Parte 3 - Proposta de intervenção
Por fim, propõe-se utilizar os fundamentos da ecologia de paisagens bem como o aprendizado das partes 1 e 2 para elaborar um projeto piloto de implantação de ninhos artificiais urbanos e rurais para psitacídeos de médio e grande porte.
Espera-se com isso:
- verificar o potencial de integração/adaptação ao ambiente urbano e rural de psitacídeos maiores que o periquitão/maritaca
- verificar o potencial de mudança cultural na população pela transposição da ideia de psitacídeo em cativeiro para psitacídeo livre em ninhos e como essa mudança cultural afetaria o tráfico e comércio dessas espécies
Algumas etapas propostas:
- Avaliação do projeto em comitê de ética.

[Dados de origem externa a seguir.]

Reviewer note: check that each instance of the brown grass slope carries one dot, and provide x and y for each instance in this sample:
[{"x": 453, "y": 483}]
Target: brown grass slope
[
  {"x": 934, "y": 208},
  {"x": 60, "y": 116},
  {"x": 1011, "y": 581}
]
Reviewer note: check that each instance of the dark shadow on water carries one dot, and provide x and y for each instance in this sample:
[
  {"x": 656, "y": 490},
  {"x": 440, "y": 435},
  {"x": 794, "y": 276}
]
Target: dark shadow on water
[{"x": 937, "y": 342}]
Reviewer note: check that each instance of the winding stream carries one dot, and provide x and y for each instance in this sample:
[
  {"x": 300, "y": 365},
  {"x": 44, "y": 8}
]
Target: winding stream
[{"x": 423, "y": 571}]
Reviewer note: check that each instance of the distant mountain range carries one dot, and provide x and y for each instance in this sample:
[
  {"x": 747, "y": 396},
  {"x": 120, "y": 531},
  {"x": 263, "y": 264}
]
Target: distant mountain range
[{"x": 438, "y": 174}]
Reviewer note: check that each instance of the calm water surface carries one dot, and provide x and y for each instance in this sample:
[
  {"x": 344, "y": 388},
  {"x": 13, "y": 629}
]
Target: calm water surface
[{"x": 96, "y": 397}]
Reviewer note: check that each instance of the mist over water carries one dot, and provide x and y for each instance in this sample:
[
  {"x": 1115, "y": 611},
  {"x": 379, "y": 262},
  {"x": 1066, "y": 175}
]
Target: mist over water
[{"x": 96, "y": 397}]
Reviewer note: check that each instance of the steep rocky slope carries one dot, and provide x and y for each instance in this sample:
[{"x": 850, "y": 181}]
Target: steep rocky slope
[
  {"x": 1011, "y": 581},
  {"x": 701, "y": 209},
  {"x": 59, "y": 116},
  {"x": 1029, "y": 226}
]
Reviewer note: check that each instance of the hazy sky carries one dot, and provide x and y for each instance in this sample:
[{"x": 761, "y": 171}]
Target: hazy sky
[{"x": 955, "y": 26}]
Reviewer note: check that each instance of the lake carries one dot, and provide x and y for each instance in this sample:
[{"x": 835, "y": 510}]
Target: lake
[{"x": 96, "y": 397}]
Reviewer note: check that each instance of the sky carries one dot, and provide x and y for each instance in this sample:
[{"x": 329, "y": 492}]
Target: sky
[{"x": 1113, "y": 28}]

- Identificar/modelar os spots urbanos e rurais mais promissores e os que devem ser evitados para a instalação do ninhos artificiais.
- Ao final do projeto, avaliar como a paisagem interfere na ocupação dos ninhos artificias (postura) e na taxa de sucesso da saída dos filhotes do ninho artificial (sucesso populacional) e comparar com os resultados para parte 1.
- Integração com projetos já existentes (exemplo: arara-azul, papagaio-verdadeiro).
- Promoção de ações educativas estratégicas na cidades visando a transformação da cultura de cativeiro para ninho, mostrando as vantagens do ninho para o cativeiro e os benefícios para a saúde mental de um contato mais próximo à natureza.
- Identificação de desafios como potenciais problemas veterinários e a movimentação para busca de alimento.
Assim, se aproximar da reposta à pergunta feita inicialmente: com a integração de ninhos artificiais, pode a paisagem urbana e rural se tornar um refúgio de nidificação para os psitacídeos de médio e grande porte? Ainda, observar como isso afetaria o problema do tráfico das espécies.